Subtitles are done manually for DebConf:



  • Keep an eye on the IRC to track and respond to any potential problems.

  • Keep the streaming key copied or close at hand in case the live stream drops, to enter it fast.

  • Before the talk:

    • Make sure the session host and speaker are in the Jitsi room (via IRC for example)

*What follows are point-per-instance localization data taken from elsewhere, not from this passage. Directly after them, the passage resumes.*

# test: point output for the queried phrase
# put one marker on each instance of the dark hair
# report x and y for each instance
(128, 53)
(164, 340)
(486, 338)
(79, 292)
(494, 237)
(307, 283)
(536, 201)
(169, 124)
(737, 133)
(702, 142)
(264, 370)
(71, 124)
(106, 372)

    • Confirm that the file is loaded into the file player section of Vogol.

  • Talk start:

    • If you press the wrong button while directing, you can correct it by applying the action you intended to perform afterwards. For example, if you switch to the wrong source, you can switch back to the correct one by clicking on the appropriate Select button

    • Don’t be afraid to tell the audience that there is a problem that you are working on. It’s better than having them frustrated and not sure what is going on.

    • You hear ‘the live stream has stopped’ when you are pretty sure it should not. Inform the speaker to wait, try start it again. If it keeps dropping, inform the video team to try find a work around.


Test Jitsi with a few people in a call. If it doesn’t work, try these options. From best to worst quality:

  • Use current Chrome, Chromium or Firefox.

  • Press More Actions -> Manage Video Quality to manage call quality, Try Low, or even Audio Only.

  • Turn off Outgoing Video.

  • Try a second device (Phone or tablet).

  • If that’s also having connection problems, try the cellular network, rather than WiFi.